13
May

Plame still burning?

Kevin Drum at Washington Monthly notes today’s Washington Post column regarding the excruciatingly protracted investigation of whom in the White House outed CIA agent Valerie Plame in retaliation against her husband, former diplomat and turncoat fact-finder Joe Wilson, of “there is no yellowcake” fame.

David Ignatius, the columnist, suggests that prosecutor Patrick Fitzgerald may be looking at making a perjury case against an administration official rather than trying to prove a violation of the hairsplitting law that may have been violated when Plame’s identity and occupation were revealed, and that’s why he’s continuing to squeeze Time Magazine reporter Matt Cooper, who wrote a piece about the incident, and New York Times reporter Judith Miller, who didn’t. (Miller is among the subjects of a Salon interview with outgoing Times public editor Daniel Okrent, who couldn’t say enough bad things about her. Or at least didn’t say enough bad things about her.)

Ignatius’ theory is that since Fitzgerald appears to have interviewed everyone else he intends to, and since Cooper and Miller weren’t among the lead journalists on the story — although Miller never wrote about it, she apparently took phone calls from one or more of the White House sources under suspicion — the likelihood that they know anything more about the leak than the journalists closer to the incident who haven’t been threatened with jail is slim. So Ignatius thinks Fitzgerald is more likely to be pursuing a crime, involving an official lying about having spoken with one or both of the two writers Fitzgerald is squeezing, that arose during the investigation of the original offense.

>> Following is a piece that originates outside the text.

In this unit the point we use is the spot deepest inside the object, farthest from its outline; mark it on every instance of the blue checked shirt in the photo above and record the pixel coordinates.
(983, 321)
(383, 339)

More interesting, perhaps, than the intricacies of the case is what it might say about the two journalists claiming the non-existent First Amendment privilege shielding them from revealing their sources. If the investigation is now about perjury, they’re shielding someone who lied to Fitzgerald about talking to them, which puts them in the position of protecting him not because of what he talked about, but because he lied about talking to them about it.

The Washington Monthly’s Drum and Ignatius both think that if the Ignatius scenario is accurate, the reporters are in something of a bind about whether they should breach their confidentiality agreements with the source. But unless they promised the source not to reveal his name in connection with any crimes he might commit during the investigation of the original one, it’s difficult to see the difficulty. Miller might suffer some pangs of conscience about giving up someone who is probably among the sources who lied to her about the Iraq threat, and some trepidation about losing access to other highly placed liars. But that’s not really a First Amendment issue.